Dysfunction Junction
Happy companies are all alike; every unhappy company is unhappy in its own way. (Apologies, Leo Tolstoy!)
In over 40 years, I’ve worked at startups and established companies. I’ve worked for big, I’ve worked for small. Some have been exciting, nurturing places that “got it right.” Most, though, were stumbling through without a clue. Here are some tell-tale signs that you’re in the wrong place.
We’re <the old company>. We don’t do that here.
This is often what you hear after you join after the acquisition. It comes from the belief that your company was bought because you do everything right. That is in no way true. They want your product. They want your knowledge. They don’t want the shitty way you track projects on a whiteboard or your Friday bar-be-cues.

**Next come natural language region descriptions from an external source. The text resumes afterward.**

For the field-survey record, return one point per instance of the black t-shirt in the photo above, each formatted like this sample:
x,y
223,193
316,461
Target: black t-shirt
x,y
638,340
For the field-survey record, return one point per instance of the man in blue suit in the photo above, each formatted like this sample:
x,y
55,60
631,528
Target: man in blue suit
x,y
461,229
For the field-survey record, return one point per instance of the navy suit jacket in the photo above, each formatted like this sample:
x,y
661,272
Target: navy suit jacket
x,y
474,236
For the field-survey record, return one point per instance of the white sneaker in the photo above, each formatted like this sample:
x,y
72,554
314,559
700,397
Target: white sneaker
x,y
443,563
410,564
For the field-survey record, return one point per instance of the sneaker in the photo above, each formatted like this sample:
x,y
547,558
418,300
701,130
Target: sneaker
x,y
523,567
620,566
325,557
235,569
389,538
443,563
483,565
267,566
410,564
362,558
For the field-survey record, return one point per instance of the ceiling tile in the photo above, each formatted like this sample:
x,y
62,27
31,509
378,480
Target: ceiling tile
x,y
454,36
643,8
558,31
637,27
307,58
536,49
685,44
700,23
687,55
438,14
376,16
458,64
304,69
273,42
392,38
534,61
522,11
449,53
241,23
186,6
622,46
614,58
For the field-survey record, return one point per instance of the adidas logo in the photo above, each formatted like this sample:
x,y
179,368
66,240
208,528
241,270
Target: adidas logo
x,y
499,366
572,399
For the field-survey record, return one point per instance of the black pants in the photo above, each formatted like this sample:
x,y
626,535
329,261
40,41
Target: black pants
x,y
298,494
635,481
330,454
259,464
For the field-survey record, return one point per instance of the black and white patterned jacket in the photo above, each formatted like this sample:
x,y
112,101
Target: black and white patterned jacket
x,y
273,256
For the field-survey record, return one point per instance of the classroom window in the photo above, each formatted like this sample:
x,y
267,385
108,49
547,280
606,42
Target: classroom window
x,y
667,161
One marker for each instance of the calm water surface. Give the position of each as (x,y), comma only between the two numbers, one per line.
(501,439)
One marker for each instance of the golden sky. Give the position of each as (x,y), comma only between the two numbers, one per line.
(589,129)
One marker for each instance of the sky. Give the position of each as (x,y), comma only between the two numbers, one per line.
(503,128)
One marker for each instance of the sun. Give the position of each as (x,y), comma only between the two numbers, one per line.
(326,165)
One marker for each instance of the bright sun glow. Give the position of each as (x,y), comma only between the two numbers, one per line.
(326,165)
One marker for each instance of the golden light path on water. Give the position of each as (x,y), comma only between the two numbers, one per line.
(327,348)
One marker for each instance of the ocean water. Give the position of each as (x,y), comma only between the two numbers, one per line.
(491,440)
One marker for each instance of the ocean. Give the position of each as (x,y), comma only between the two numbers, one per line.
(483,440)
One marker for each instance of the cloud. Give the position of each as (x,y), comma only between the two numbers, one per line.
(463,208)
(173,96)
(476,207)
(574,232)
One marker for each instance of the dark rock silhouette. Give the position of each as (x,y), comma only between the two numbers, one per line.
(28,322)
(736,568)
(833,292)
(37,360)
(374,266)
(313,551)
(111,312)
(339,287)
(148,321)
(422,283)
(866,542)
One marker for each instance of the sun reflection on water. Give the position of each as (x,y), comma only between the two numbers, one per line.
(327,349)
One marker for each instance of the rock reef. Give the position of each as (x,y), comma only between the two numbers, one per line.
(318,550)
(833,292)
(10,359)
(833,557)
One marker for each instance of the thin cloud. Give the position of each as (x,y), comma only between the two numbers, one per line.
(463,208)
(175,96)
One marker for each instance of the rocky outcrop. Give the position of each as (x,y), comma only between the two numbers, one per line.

Sooner or later, you will do it their way because it works. Show them your way works better, and you can succeed in their sandbox.
We don’t need planning tools.
You never know where you’re going if you don’t know where to go. At one small company, there was planning in development and marketing. In User Documentation…well, there were end dates that kinda-sorta meshed with the latest date to deliver documentation. Everything was a first draft. Any mistakes would get fixed at a later revision. Here’s what happened — it never got fixed.
I’m only here until I retire.
I get it. You see it just ahead at the end of the year. But that’s not something you, as a manager, tell your staff who need you to champion them to other departments. You’re also a mentor. Your attitude affects junior staff.
Don’t worry — nothing will change.
Don’t believe it. Everything changes.